Why did Rep. Dan Crenshaw call Pentagon official ‘stupid’? It involves Mexico and drugs | Opinion
One of the many things that makes America unique is her military, particularly its strength.
To hear some Republicans tell it, the military is growing weaker because it’s focused on political correctness, diversity training and implementing “woke” policies into the ranks.
In mid-February, the Defense Department riled up conservatives on social media because it characterized the Pentagon’s diversity and inclusion initiative as “a strategic imperative critical to mission readiness and accomplishment” in a tweet.
Diversity is a strategic imperative critical to mission readiness and accomplishment. We were on site for the 2023 inaugural @DoD_ODEI Summit as DEIA experts led forums to advance the DEIA and DoD mission -- because our people matter. pic.twitter.com/VX42BC1Imo
— Department of Defense (@DeptofDefense) February 18, 2023
Even Elon Musk tersely responded: “Your strategic imperative is defending the United States.” Whatever your ideology, it’s hard not to disagree.
In a recent letter to the Army, a pair of Republican lawmakers demanded the Army release survey findings on why fewer young people don’t want to enlist. Service officials had said safety concerns were recruits’ primary issue, not “wokeness.”
Recently, I interviewed Rep. Dan Crenshaw, the Houston-area Republican congressman and former Navy SEAL, and asked him if the military was on the “brink of wokeness.” His response:
“I think there’s some problems. … You’re talking about an organization that’s full of hundreds of thousands of people and conservative media does have a tendency to — and I’m a part of this problem, I’ll take blame for this too — we certainly highlight the problems but I don’t want people to have the perception that as soon as they join they want to have rainbow-colored glasses. That’s just not true.”
The strengths and weaknesses of the military isn’t the only thing on Crenshaw’s mind. He’s been more vocal in the last year about curbing Mexican drug cartels from his position in Congress, a position he said he wouldn’t give up to run for Senate in 2026 should Sen. John Cornyn retire. Crenshaw sits on the House Permanent Select Committee on Intelligence and House Energy and Commerce Committee and doesn’t want to give those positions up.
Rather than target the border fiasco from within Texas, such as arguing for more funds or more border security personnel, Crenshaw offers a different strategy, one with significant heft — and controversy. He wants an Authorization for Use of Military Force from Congress to President Joe Biden to target Mexican drug cartels that continue to wreak havoc on border security, particularly, bringing in fentanyl-laced counterfeit drugs.
Not everyone is on board with this — including Mexico’s president, who recently denounced Crenshaw’s idea, and some officials at the Pentagon.
On March 8, Melissa Dalton, the assistant secretary of defense for homeland defense and hemispheric affairs, told House Armed Services Committee members the Pentagon’s stance on quelling the increasing violence in Mexico and influx of fentanyl across the border. Though she found both “deeply concerning,” she was also wary of any calls for U.S. military action.
Crenshaw didn’t mince words about this meeting, which he attended, or his opinion of Dalton.

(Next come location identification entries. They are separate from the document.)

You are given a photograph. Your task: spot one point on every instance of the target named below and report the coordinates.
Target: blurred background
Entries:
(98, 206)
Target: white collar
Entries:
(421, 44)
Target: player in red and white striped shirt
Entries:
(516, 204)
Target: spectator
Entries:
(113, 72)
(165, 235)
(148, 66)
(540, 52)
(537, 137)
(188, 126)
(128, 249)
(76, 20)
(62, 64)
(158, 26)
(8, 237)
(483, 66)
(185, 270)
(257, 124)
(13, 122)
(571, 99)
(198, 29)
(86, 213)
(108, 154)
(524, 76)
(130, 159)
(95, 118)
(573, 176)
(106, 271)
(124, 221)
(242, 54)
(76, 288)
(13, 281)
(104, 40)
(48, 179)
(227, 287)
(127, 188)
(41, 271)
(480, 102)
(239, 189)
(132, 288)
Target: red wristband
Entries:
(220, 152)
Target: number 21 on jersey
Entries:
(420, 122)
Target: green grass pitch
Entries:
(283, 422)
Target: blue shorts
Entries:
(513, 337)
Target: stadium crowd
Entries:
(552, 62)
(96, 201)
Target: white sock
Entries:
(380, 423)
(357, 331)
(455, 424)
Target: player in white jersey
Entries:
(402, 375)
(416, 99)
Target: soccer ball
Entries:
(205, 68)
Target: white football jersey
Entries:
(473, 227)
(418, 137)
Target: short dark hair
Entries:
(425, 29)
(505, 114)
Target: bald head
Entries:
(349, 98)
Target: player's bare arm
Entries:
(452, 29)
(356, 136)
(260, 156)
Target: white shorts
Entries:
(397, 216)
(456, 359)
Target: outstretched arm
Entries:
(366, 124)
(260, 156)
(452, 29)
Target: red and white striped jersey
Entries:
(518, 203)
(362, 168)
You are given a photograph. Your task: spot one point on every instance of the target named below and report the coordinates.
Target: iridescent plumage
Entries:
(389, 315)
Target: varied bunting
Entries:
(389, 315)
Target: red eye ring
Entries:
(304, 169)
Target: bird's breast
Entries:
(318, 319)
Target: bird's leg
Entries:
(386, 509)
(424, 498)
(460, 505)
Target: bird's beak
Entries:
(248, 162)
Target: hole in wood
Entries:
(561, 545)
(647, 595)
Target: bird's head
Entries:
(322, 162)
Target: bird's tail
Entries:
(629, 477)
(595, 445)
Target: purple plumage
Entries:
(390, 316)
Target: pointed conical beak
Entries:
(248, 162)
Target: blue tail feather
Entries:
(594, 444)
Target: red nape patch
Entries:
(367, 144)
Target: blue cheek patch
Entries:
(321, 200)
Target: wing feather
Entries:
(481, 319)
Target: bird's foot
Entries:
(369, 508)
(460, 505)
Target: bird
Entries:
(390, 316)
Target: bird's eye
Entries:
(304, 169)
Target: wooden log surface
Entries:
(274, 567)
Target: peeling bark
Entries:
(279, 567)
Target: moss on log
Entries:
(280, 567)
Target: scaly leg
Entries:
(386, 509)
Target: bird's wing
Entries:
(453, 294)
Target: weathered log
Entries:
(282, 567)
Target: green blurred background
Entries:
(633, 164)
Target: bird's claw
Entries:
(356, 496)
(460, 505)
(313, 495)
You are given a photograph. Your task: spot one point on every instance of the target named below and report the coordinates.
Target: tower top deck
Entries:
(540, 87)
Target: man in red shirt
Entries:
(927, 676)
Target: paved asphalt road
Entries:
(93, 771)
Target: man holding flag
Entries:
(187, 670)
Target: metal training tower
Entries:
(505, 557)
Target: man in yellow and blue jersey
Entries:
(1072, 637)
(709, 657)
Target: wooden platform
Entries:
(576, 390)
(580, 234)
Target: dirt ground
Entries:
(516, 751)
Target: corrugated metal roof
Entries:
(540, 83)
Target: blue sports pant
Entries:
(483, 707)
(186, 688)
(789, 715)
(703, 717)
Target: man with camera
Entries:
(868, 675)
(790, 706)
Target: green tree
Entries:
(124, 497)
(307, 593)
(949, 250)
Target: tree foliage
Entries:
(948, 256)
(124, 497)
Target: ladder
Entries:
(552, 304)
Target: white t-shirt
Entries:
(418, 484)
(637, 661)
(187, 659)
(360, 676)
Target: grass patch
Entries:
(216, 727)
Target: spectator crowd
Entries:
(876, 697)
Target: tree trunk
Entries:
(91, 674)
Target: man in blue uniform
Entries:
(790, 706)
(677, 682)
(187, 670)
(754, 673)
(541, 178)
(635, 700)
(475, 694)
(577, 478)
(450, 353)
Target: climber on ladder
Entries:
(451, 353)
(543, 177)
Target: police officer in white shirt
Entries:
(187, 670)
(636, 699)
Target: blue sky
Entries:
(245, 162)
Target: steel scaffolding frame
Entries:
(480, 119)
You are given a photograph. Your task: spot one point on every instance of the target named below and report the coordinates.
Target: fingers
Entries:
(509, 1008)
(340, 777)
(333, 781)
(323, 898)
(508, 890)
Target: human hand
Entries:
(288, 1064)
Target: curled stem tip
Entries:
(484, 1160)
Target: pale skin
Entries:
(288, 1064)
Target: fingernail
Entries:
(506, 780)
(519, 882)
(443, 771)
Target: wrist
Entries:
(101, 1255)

“I heard a stupid Pentagon official say recently, ‘We’re worried this would hurt relations with Mexico.’ She needs to shut up. She needs to shut her mouth. I am so angry about that. She doesn’t know what she’s talking about…What relations? Relations where they let tens of thousands of Americans get killed? She needs to get her priorities straight. … She needs to get her priorities straight and represent the American people instead of [being] worried about a little spat with Mexico.”
Crenshaw has maintained that he doesn’t want to wage physical war on cartels, but he does want them to know the U.S. is serious about the damage incurred fentanyl poisoning and even cold-blooded murder. He believes a show of strength could go far. Americans were recently killed while in Mexico by drug cartel members who were arrested.
The Texas Senate just passed a bill to allow prosecutors to charge fentanyl distributors with murder, a step towards recognizing the damage caused by fentanyl poisoning. Time will tell if real life logistics make such charges difficult to prove.
The military is one of America’s most powerful resources. While it certainly has issues, it’s important to use it where and when we can to strong arm enemies and to continue to strengthen it where it is weak. Rep. Crenshaw believes the military is still “an organization that wants to kill our enemies.” Crenshaw medically retired from military service in 2016. He lost his right eye after he was hit by an IED explosion while deployed in Afghanistan.
“I’d still be in the military if I could be,” he said. “I miss it.”